When considering you for preapproval, lenders will scrutinize:
• Income: Employees will need to provide pay stubs, W-2s, and tax returns from the past two years, as well as documentation of any additional income, such as work bonuses. Self-employed workers often need two years’ worth of records and a year-to-date profit and loss statement, although many lenders and loan programs are flexible.
• Assets and liabilities: You’ll need to provide proof of savings, investment accounts, and any properties. Lenders view assets as proof that you can afford your down payment and closing costs and still have cash reserves. The lender will also look at monthly debt obligations to calculate your debt-to-income ratio.
• Credit score: Your credit score is a numerical representation of your credit history. It reflects debt you’ve taken on and whether you’ve made payments on time.
Once your lender has reviewed the information, it may offer a letter of preapproval stating the maximum mortgage amount that you have been preapproved for, how long the letter is good for, and any conditions that need to be met for final loan approval.
A preapproval may help you compete with homebuyers who are purchasing in cash. Some sellers won’t even consider offers that don’t have at least a preapproval, so this letter makes it more likely they will select your offer on a property.
It’s possible that even after preapproval, the lender may choose not to issue a mortgage. A lender, for example, might withhold final approval if it discovers previously undisclosed financial information that changes qualifying eligibility, or if the property you want to purchase is not eligible for lending because of its condition.
To sum it all up:
• Doesn’t require a credit check
• Checks credit history
• Is based on financial assumptions
• Is based on verified facts
• Provides an estimated mortgage amount
• Provides an offer to lend a specific amount
• Is less reliable than preapproval
• Is much more reliable than prequalification
How quickly a mortgage preapproval can be completed can vary by lender and how quickly documentation has been supplied, but it could range from 24 hours to 10 days.

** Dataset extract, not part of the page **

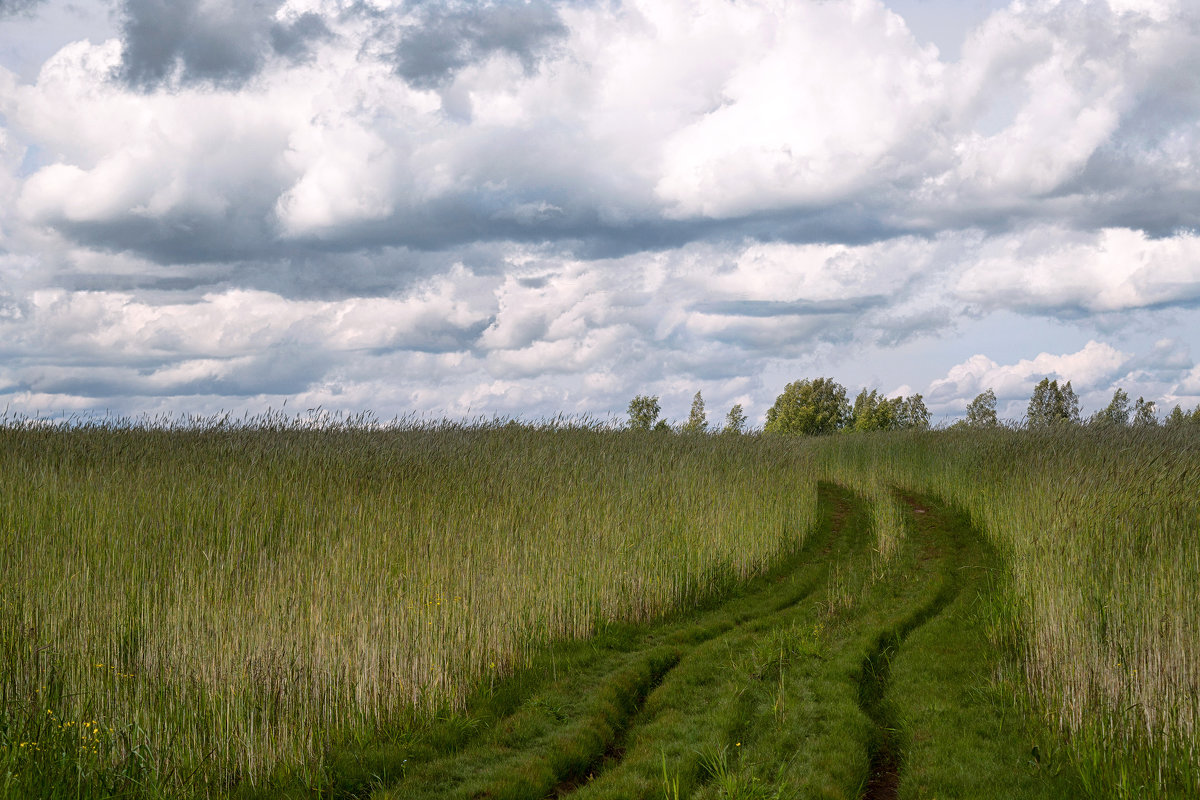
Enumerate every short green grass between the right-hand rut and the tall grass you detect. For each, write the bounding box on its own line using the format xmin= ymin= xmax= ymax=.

Importantly, receiving preapproval from a lender does not obligate you to use them. If home loans with more desirable terms are available, it would be smart to look into them.

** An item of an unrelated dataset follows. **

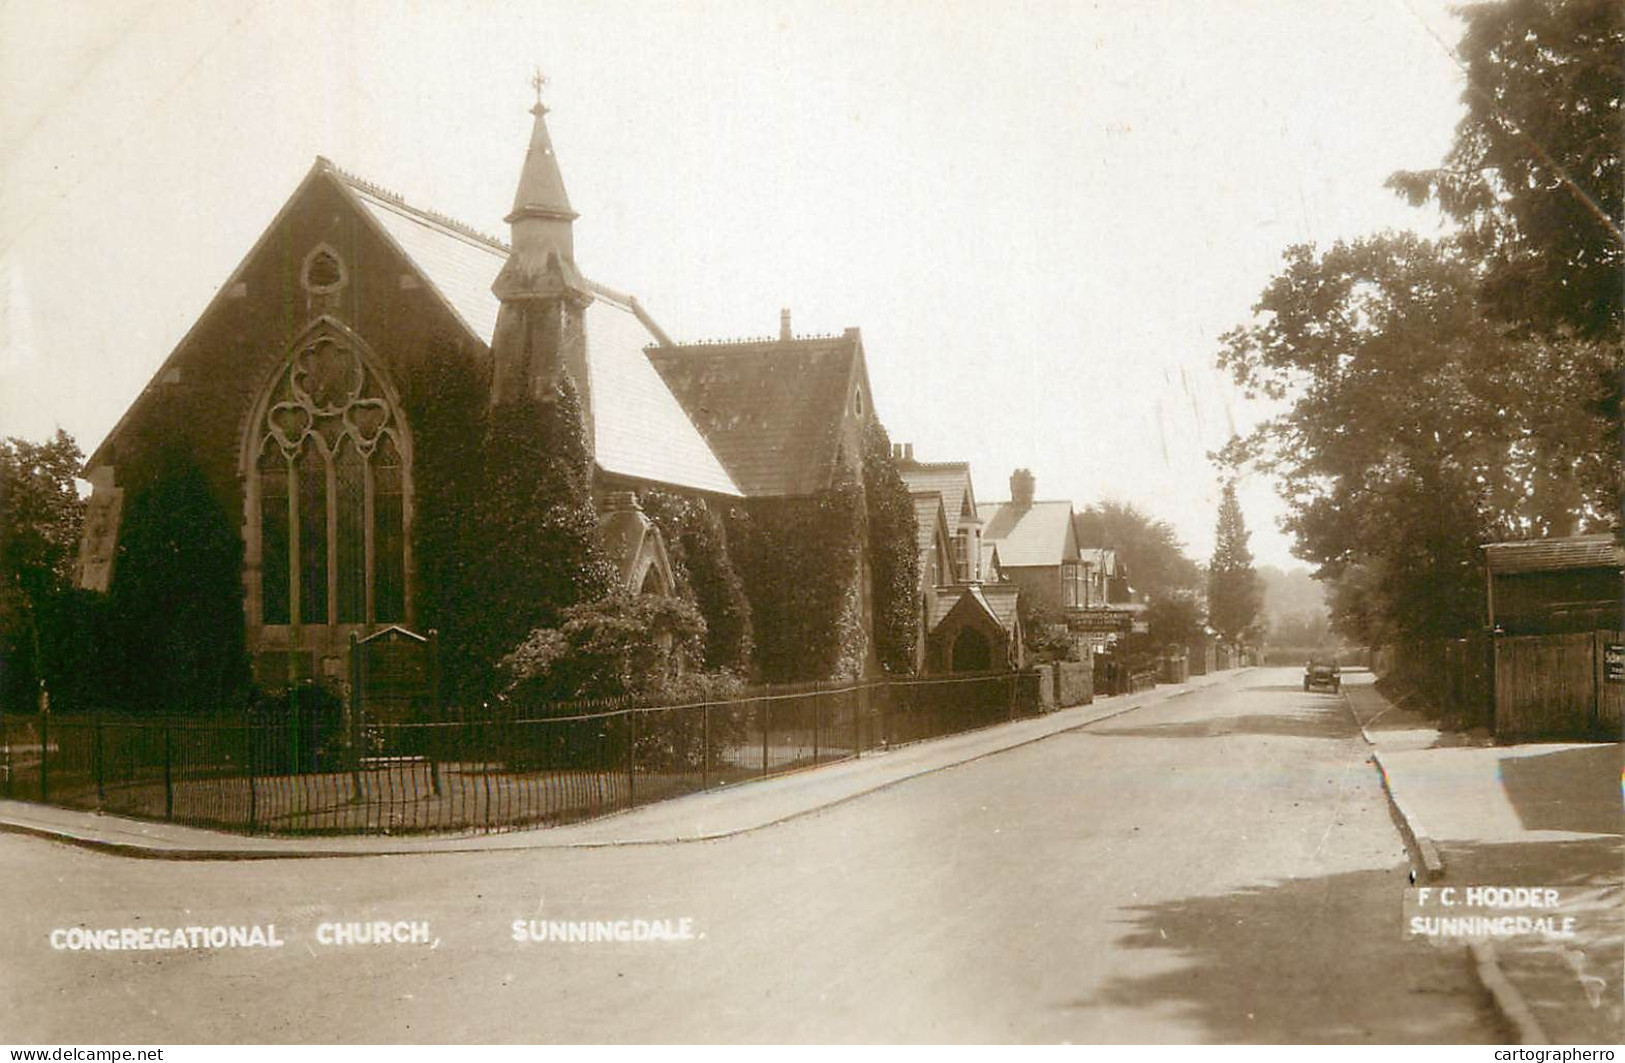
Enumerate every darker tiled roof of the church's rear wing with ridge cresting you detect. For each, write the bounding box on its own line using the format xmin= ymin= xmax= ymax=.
xmin=648 ymin=328 xmax=869 ymax=496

What to Do When Your Preapproval Expires
Lenders put an expiration date on preapproval letters because they need to have your most up-to-date financial information on hand. The credit, income, debt, and asset items they reviewed for your preapproval typically need to be updated after 90 days.
You might leave your job and no longer have a steady income, or a financial emergency may have taken a big bite out of your savings. As a result, the lender will want to reassess your finances.
If you’re using the same lender you will need to provide updated pay stubs and bank statements, and your credit may be checked again.
You can minimize the effect of “hard pulls” on your credit score by avoiding seeking a renewal when you’re not actively shopping for a home, and by working with only one lender during the preapproval stage.
If your finances have mostly stayed the same, your lender is likely to renew your preapproval.
Finalizing Your Mortgage
If you find a house while your mortgage preapproval is still valid, you can move on to finalizing your mortgage application. At this point, in many cases, lenders will check again to see if there have been any changes to your financial situation.
The mortgage underwriter will review all the information, order an appraisal of the chosen property, get a copy of the title insurance, and consider your down payment. Then comes the verdict: approved, suspended (more documentation is needed), or denied.
Your mortgage is not officially approved until you receive a final commitment letter. After you have the letter, a closing date can be scheduled.
Buyers may want to minimize changes, like applying for other loans or credit, when a home loan is in underwriting.
How long is a mortgage preapproval good for? Ninety to 180 days, though a letter older than 3 months is generally considered out of date. Getting prequalified is a good precursor to getting preapproved.